Beginning solely as a delivery service, Prime has since developed as a separate branch of the tech superpower, and built a media library to compete with the likes of Netflix and Spotify. Each year, more and more streaming platforms are vying for our loyalty — and with viewing records being constantly broken, it looks like streaming is here to stay. As an early adopter of the subscription model, Prime introduced the public to the very same way of shopping that its competitors have come to thrive upon.
Up for review
Amazon’s approach to ratings and reviews was another trendsetting introduction to the e-commerce market. Through product listing pages featuring customer opinions and amateur product photos, the company promote transparency and feedback between seller and customer, with an accessibility that physical retail is unable to replicate.

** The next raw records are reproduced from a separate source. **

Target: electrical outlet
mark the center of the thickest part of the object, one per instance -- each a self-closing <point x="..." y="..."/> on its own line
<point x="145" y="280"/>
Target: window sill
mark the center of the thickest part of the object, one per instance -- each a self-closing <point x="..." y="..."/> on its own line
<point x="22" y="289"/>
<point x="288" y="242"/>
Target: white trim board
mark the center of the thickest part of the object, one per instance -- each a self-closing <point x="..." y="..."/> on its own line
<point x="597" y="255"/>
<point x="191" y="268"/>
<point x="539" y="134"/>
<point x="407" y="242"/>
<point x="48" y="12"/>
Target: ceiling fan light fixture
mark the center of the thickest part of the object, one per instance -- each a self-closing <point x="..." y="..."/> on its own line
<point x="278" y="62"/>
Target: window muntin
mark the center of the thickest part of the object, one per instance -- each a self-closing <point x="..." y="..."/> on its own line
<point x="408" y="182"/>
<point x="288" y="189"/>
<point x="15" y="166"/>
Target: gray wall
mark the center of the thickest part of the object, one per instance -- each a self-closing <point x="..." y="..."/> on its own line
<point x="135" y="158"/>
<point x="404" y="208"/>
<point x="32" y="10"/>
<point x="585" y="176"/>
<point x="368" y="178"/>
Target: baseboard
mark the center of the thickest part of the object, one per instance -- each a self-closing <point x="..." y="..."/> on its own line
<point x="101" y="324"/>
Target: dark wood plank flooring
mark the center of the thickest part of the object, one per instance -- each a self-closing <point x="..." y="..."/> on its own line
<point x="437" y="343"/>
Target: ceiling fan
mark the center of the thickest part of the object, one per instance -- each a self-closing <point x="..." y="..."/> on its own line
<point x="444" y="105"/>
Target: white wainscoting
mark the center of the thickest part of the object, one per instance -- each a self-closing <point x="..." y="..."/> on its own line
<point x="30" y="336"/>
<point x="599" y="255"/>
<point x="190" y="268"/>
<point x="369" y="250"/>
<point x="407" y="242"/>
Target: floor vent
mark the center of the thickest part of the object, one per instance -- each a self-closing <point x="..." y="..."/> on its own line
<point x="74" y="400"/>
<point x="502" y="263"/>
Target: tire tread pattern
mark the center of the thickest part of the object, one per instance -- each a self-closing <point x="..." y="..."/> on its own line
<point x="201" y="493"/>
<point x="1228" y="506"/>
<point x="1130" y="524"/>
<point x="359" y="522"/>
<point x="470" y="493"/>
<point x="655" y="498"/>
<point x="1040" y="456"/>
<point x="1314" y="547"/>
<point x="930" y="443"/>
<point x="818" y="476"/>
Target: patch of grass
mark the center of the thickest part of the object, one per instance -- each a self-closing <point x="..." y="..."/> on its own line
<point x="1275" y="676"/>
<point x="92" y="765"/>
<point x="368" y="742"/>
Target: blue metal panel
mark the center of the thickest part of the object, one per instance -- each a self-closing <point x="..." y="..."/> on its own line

This is incredibly important considering how much we take into account other people’s opinions. In a report for PowerReviews, researchers found that more than 99% of consumers rely on reviews to inform online purchasing decisions. Survey respondents cited ratings and reviews as the most crucial factor influencing their choice to buy, above product price and brand.
Given their importance, the majority of online retailers now offer review systems, building trust in sellers and keeping buyers in the know — which should lead to informed purchases and fewer regrets. That said, a number of sellers use tactics to unfairly incentivise positive reviews, skewing product ratings and misleading customers.
With over 12 million product listings, it’s hard to imagine a bigger department store than Amazon. Taking just a few taps, purchasing anything on the go is a convenience that has raised a generation of consumers to demand ease of access. As a result, our expectation becomes that any shop we step foot into should be able to facilitate all of our purchasing needs.
Inevitably, this is impossible for physical stores. Walking around with Amazon in our pockets, many of us no longer feel obliged to head out to brick and mortar shops, and so e-commerce has accelerated the death of the high street. The depth of niche products available in specialist outlets has been swapped out for the breadth of different products available online, and consumers feel there is little reason to travel to shop.
This has only been exacerbated by the pandemic, which saw non-essential retail close and many businesses struggle to move across to digital sales. Amazon, by contrast, saw profits soar — and achieved record sales as the last few e-commerce naysayers were forced to make the switch. Ultimately, this means we will continue to rely less on specialist and physical shopping, preferring to get all of our wares from one convenient source.